Maggie's Review: 3 Stars The idea of this book caught my attention - two people overcoming two very different losses in their lives, and finding someone new that made a good team once together - but the actual execution of the book didn't quite meet the mark. For the characters, I really liked Rose and Phil - they were well developed with their own personalities and voices, and I appreciated the villain character of Frank Cade (I loved to hate him). However, Mark and Lizzie were a different story. There was a lot of inner monologue for these two characters, and it often sounded like the same person, even repeating similar phrases that the other used. At one point, Mark was thinking to himself about how he liked the cut of Rose's hair and how it fell across her face, which is something I couldn't believe a grown man in his 30's would ever think about to himself about a grandmother type figure; it seemed like more of a feminine comment about a friend's nice haircut.

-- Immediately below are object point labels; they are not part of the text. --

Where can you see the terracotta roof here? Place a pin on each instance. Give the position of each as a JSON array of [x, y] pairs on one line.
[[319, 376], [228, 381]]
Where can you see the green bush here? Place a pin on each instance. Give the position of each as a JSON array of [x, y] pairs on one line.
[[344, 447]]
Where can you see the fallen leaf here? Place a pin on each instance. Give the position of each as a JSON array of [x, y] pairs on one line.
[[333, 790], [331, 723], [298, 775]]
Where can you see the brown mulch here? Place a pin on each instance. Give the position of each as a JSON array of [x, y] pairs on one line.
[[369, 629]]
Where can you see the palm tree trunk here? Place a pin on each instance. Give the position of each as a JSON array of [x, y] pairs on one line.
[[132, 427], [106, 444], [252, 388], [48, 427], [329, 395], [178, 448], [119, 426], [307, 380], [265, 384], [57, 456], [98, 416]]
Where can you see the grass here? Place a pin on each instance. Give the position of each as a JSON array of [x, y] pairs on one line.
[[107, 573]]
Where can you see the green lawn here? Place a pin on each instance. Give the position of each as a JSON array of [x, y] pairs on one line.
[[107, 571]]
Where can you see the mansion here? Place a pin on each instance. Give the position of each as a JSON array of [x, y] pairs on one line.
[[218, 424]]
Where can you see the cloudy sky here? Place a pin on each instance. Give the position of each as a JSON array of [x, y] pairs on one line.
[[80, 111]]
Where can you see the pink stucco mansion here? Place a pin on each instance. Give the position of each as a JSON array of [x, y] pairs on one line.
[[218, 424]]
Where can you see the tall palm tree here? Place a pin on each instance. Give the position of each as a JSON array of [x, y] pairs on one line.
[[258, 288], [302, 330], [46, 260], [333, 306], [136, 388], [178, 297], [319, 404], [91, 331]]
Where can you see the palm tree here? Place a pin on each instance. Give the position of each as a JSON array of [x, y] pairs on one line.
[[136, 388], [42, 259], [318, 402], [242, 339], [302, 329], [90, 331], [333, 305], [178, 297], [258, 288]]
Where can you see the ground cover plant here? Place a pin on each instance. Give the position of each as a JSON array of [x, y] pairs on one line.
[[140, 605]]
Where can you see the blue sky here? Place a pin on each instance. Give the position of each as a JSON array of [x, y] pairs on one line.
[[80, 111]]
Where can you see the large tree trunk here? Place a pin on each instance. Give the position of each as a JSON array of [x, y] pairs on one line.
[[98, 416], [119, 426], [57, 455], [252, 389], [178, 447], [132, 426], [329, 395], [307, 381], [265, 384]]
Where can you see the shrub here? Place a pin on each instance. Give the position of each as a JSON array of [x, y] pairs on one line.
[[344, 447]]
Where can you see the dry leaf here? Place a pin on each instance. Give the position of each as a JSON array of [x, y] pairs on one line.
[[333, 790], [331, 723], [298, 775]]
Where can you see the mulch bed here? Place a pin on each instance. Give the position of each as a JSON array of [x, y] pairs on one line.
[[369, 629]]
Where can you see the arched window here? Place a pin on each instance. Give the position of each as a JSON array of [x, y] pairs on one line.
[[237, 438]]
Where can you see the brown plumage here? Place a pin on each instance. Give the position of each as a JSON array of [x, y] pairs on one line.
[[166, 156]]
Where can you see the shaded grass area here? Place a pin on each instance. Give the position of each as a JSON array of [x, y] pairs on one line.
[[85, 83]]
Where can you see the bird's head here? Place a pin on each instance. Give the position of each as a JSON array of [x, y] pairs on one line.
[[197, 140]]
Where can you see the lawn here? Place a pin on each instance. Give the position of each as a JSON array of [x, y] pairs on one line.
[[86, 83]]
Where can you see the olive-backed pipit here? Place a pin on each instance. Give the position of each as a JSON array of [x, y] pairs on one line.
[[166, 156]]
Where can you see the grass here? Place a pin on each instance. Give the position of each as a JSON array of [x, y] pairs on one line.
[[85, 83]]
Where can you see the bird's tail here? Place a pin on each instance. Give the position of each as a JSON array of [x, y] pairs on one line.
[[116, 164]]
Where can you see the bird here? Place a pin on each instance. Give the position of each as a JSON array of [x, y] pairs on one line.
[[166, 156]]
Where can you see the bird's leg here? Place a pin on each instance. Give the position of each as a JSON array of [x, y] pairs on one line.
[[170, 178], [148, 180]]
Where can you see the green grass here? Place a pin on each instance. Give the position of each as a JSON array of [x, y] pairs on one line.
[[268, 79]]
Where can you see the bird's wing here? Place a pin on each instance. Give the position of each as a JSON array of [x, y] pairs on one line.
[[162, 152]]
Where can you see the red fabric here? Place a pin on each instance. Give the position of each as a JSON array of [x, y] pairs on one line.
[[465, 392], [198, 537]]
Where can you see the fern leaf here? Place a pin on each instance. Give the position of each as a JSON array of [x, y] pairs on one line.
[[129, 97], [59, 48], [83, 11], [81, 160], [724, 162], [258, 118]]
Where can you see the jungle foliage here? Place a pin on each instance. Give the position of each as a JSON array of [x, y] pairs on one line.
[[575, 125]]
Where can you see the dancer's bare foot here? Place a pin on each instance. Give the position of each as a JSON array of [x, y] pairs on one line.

So much of the story was within the two main characters' inner thoughts that I was taken aback with the ending declaration of love on Mark's part, and then quite shocked at his proposal and Lizzie's agreement. I saw them getting together in some way, but so much of their "relationship" was just thoughts to themselves, when their actual interactions were heavily detailed in their work activities. From a writing perspective, I didn't feel that an actual conflict was created until 75% into the book. Yes, there was an ever present stress of applying for the job/dealing with the new job/who should keep the job/etc, but the inner struggles of the two characters (Lizzie's loss of parents and economical situation and Mark's failed relationship) were kept low-key to the reader for a large portion of the story that it was easy for the reader to just feel "work stress" for a long part of the narrative and not get pulled into the story until the real conflicts of the characters had been revealed. The writing was well done for the scenery and locations of the book; I felt like I was on the beach with the ocean nearby, or feeling the wind whip around me with the threat of the storm.
I was given a free copy of this book in exchange for my honest review. Thank you to the author for sharing your work!